Quanto è comodo il divano

Nei Paesi di tradizione cristiana, una cultura ormai predominante fa assumere alla non credenza un volto molto più pratico che teorico. Siamo davanti ad un fenomeno culturale nel quale spesso le persone si trasformano in non credenti perché ‘così fan tutti’. Si aggiungano poi, nei diversi sacerdoti e cristiani, più il desiderio di essere apprezzati e applauditi che la volontà di annunciare la verità del Vangelo. Questo, unito all’assenza di evangelizzazione, all’ignoranza crescente della tradizione religiosa e culturale cristiana, alla mancanza di proposte di esperienze spirituali formative capaci di suscitare stupore e di determinare l’adesione, sostituisce alla fede un sentimento religioso vago e poco impegnativo. Senza fare una discussione sulle cause, è però opportuno che ogni battezzato e le diverse comunità si sforzino di scoprire le ragioni della negazione di Dio e a intraprendere strade congrue ad una nuova evangelizzazione.

Non possiamo far finta di niente davanti ad una cultura che ci stimola a considerare l’uomo come “il centro assoluto della realtà, facendogli artificiosamente occupare il posto di Dio e dimenticando che non è l’uomo che crea Dio ma Dio che ha creato l’uomo”: siamo arrivati a costruire un mondo senza Dio o almeno senza quello annunciato da Gesù Cristo. Il rischio è di condividere la stessa mentalità e arrivare a considerare come soluzione migliore per la propria vita l’indifferenza verso gli altri e le loro situazioni. Siamo la società che comprende la realtà solo attraverso la visione di uno schermo (cellulare, computer, televisione): ma quando cerchiamo contatto con la vita concreta delle persone, allora si verifica qualcosa di forte e sentiamo l’invito a coinvolgerci. È più comodo stare nella propria casa e ‘parcheggiarsi’ sul divano, luogo che ci garantisce ore di tranquillità per trasferirci nel mondo dei videogiochi e passare del tempo di fronte al computer.

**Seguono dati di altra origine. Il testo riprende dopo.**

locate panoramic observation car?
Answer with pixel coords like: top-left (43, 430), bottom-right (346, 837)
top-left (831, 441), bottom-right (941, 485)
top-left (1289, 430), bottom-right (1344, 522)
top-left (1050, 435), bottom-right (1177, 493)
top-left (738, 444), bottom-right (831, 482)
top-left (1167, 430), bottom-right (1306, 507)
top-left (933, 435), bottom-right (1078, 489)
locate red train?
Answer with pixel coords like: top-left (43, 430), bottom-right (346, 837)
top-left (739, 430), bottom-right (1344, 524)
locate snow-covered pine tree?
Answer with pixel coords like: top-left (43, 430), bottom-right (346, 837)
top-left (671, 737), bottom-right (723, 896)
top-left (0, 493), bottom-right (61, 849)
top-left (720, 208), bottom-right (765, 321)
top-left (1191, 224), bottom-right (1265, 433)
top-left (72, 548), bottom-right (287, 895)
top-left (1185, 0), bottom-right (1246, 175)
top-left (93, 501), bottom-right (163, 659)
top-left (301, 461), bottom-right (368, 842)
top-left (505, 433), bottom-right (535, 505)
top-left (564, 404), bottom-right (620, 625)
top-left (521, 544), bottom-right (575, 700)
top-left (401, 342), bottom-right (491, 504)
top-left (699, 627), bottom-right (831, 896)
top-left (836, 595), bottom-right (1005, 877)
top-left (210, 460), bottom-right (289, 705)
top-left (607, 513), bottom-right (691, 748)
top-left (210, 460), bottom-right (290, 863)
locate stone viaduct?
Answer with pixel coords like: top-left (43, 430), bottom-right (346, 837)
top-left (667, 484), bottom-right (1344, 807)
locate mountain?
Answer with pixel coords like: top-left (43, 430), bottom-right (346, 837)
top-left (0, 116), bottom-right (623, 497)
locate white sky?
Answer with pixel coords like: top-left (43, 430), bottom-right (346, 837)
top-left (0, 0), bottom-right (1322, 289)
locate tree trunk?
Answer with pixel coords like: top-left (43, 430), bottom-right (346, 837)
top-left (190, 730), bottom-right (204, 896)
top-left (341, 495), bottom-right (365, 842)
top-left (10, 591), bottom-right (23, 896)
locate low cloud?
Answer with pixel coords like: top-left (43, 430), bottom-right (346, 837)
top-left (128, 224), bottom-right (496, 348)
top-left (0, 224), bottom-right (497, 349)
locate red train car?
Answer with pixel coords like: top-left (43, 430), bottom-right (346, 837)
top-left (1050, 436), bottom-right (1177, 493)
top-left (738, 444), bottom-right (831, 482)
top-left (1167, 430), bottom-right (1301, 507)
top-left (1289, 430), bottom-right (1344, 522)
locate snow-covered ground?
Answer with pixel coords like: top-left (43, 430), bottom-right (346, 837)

“Un divano contro ogni tipo di dolore e timore. Un divano che ci faccia stare chiusi in casa senza affaticarci né preoccuparci”. Esso diventa il luogo della nostra felicità, capace di paralizzare la nostra vita e la nostra coscienza. Per una certa società e certi tipi di gruppi è conveniente avere cristiani in questo modo piuttosto che svegli, attivi nella società, desiderosi di comprendere e decidere, capaci di portare il sogno di Dio nel mondo. Abituiamoci a tale pensiero e non scegliamo la comodità, confondendola per la vera felicità e per una presunta libertà, che invece perdiamo. Ribelliamoci a una cultura e a chi ci vuole intontiti, imbambolati, addormentati e non sicuramente liberi. Difendiamo la vera libertà delle persone e agiamo sempre secondo il Vangelo. Professarsi cristiani significa avere fede in chi ci invita ad andare per le strade sul modello di Gesù e incontrare il nostro Dio “nell’affamato, nell’assetato, nel nudo, nel malato, nell’amico che è finito male, nel detenuto, nel profugo e nel migrante, nel vicino che è solo”. Solo così abbiamo la possibilità di dirci cristiani, altrimenti non lo siamo: abbiamo però sempre la misericordia del Padre che ci accoglie, ci perdona e ci dona la possibilità di scegliere un cammino capace d’incontrare Dio nelle altre persone. A tutti allora potremo presentare Cristo e il mistero della Croce diventerà la possibilità di condividere le sofferenze, le ferite, le umiliazioni dei fratelli e donare a tutti un nuovo significato alla vita e alla felicità. Fede e vita saranno così un’unica realtà che ci spinge ad agire e a non metterci ‘comodi sui nostri divani’.